Re: Encoding/characterset/font family confusion



Willem Bogaerts wrote:

A few day ago I discovered that the euro-sign is not defined in all
fontfamilies.

This is a client issue - nothing you can do about. All you can do is
using HTML entities (€) so the browser knows what you mean (and
maybe switch fonts, depending on how intelligent the browser is)

They cannot produce the right sign no matter if I use € or the
hexadecimal equivalent.
After a little research I found I could put font-tags around the
euro-sign with another font-family (Arial in this case) to get the Euro
sign.

I am completely graphical impaired, and only understand programmingcode
(and HTML/JavaScript of course) , so this is a weak point on my side,
hence this question.

I target on Europe only at the moment (no need for Chineese
charactersupport)
That said, will the following setup make sense?

Postgresql db encoding scheme: LATIN1
In the headers of all my HTML: content-type: text/html charset:
iso-8859-1

Latin-1 does not include a euro sign at all. However, latin-1 is
sometimes replaced by enhanced encodings (like cp-1252 or Windows
encoding) and the euro sign does appear.

A few related questions:
1) Will people be able to copy/paste info from other sources (like
wordprocessing programs and other websites) into my forms?

In short: yes. It is up to the browser to convert the encoding to the
one used by the OS. I never had any trouble with it.

2) Can I use regular expressions as I am used to (ASCII) in my PHP code?
Will I match e acute, eurosign, etc?

Yes. All latin-1 characters are just one byte. No problem.
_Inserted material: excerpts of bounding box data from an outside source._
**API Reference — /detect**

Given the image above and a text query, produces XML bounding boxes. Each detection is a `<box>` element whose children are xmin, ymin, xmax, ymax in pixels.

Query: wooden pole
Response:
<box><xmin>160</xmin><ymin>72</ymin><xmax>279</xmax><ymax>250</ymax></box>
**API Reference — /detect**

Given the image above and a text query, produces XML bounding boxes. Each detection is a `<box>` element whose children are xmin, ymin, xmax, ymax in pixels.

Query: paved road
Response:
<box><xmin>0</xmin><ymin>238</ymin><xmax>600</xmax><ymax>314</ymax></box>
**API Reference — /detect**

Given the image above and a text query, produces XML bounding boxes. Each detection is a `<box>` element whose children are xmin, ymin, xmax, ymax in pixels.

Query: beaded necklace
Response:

3) Will the roundtrip describe here under have problems with normal
expected european characters?

client copies some text from some source ->
paste in the form ->
receive by PHP ->
insert in Postgresql (or update) ->
retrieve from postgresql ->
display as HTML (with content-type: text/html charset: iso-8859-1)

Is that OK?
Any pitfalls?
Should I maybe use UTF-8?

I switched to using utf-8 a few months ago, and I still have trouble
with it. For some vague reason, so can set all encoding startup
variables to utf-8, and connections are STILL made with latin-1 unless
you specifically use the SET NAMES command. Someone wrote an article
"utf-8, love at fifth site". That is so true! It can do a lot, but it is
a real hell to configure all systems to use it. Furthermore, the
implementations are all non-encoding-aware. The problem is that a text
always has an encoding, while a string does not. And texts are treated
as strings, so with every string operation, you will have to make sure
that the correct encoding is used.


Any pointers are hugely appriciated because, to me, this is all quite
confusing.

Here are some links:
http://www.phpwact.org/php/i18n/charsets
http://www.gravitonic.com/downloads/talks/intlphpcon2005/php_unicode.pdf

Best regards

Thank you Willem.
Excactly the kind of info I needed to read.
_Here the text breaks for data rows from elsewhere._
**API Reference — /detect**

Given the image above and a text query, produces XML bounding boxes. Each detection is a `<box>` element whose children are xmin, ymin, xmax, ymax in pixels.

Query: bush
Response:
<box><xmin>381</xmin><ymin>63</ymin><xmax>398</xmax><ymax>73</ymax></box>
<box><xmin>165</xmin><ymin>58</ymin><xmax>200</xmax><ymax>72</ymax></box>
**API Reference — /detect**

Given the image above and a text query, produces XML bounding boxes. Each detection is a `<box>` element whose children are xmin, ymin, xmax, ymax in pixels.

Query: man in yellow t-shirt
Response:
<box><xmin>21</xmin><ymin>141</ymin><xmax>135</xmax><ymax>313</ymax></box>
I like the link to www.joelonsoftware.com/articles/Unicode.html
He describes a type of programmer that excactly fits myself: the one trying
to ignore issues with charactersets. :-)

[quote]
So I have an announcement to make: if you are a programmer working in 2003
and you don't know the basics of characters, character sets, encodings, and
Unicode, and I catch you, I'm going to punish you by making you peel onions
for 6 months in a submarine. I swear I will.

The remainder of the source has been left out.